Buaji is S's great aunt; she lives in Jaipur and takes care of her husband, who has Parkinson's disease. She is a vibrant woman, incredibly full of life, and no one ever fails to comment on the fact that it's a shame she's stuck in her somehwat-dilapidated house, comforting a man who can hardly move.
It makes me admire her more, in fact, because it would be so much easier to put him into a facility, to dash off every day, shopping with relatives and going to family events.

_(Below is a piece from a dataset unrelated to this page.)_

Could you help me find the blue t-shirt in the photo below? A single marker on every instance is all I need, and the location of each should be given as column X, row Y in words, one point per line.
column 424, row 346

To settle for a life of occasional visits, dying her hair black as soon as gray roots begin to emerge from her hairline, proudly showcasing photo albums from her years as a host for foreign exchange students, demonstrates a kind of love that isn't spontaneous but learned, and probably much stronger for being so.
We visited Buaji before my engagement, and she took us to all the shops she's always taken her visitors, shops where the normally brazen dukhandaars become timid as she harangues them for a 10-rupee discount. Before we left, she insisted on S chronicling our visit.
I had spent a few hours that day pouring over old albums, and couldn't help but notice the repetition: confused white girls, bedecked in heavy jewelry and glittering saris, arms thrown toward the ceiling in a pathetic bhangra. But I didn't want to ask, lest I draw attention to the somewhat strained faces of her charges.
I was wearing a black shirt, so Buaji insisted that S's mom give me her necklace; then, Buaji disappeared into her room and emerged -- in a fresh silk suit, though she had gotten dressed for the day less than an hour before -- victorious, a festive pink dupatta waving in her hand. We moved to her sitting room, a dark, dusty place showcasing treasures such as Hummel figurines and chipped plaster models of the Air India maharaja, closed except for the most important occasions, and she draped me in the dupatta, tucking one end into my jeans.
"Now you are having color, and you are looking pretty!" A diamond in the rough, I am.
After a few sober shots of us three women demurely smiling, as well as muddled self-timed shots with S half in the frame, we stood up and initiated the process of goodbyes. But just leaving would be too easy.
Buaji began speaking in Punjabi to S's mom, and began playfully wiggling her hips, then shrugged her shoulders; soon, her arms were raised exultorily in the air to an inaudible bhangra beat.
"When the foreign students see me dancing the bhangra, they are always looking at the ceiling and asking, 'What are you pointing at?'" she giggled. Her laughter was infectious, and as S's mother began grooving along with Buaji, the matron turned to S.
"You take our picture. Then you can look at this picture, and you will remember the dancing, and you will smile!" I chortled, halfheartedly pointed my fingers skyward, and humored her. At least I had an explanation, I thought.
But now, when I look at the picture, it's a funny thing -- I do smile. A rush of wonderful memories floods me, and I laugh. If I'm feeling blue, all I have to do is think about Buaji, and remember that some of the things that seem ludicrous are, in fact, the best parts of life. If there's anything I've learned in India, it's that simple things do matter, and pleasure doesn't have to be sophisticated; even if you're feeling miserable, the smallest something can reenergize your day.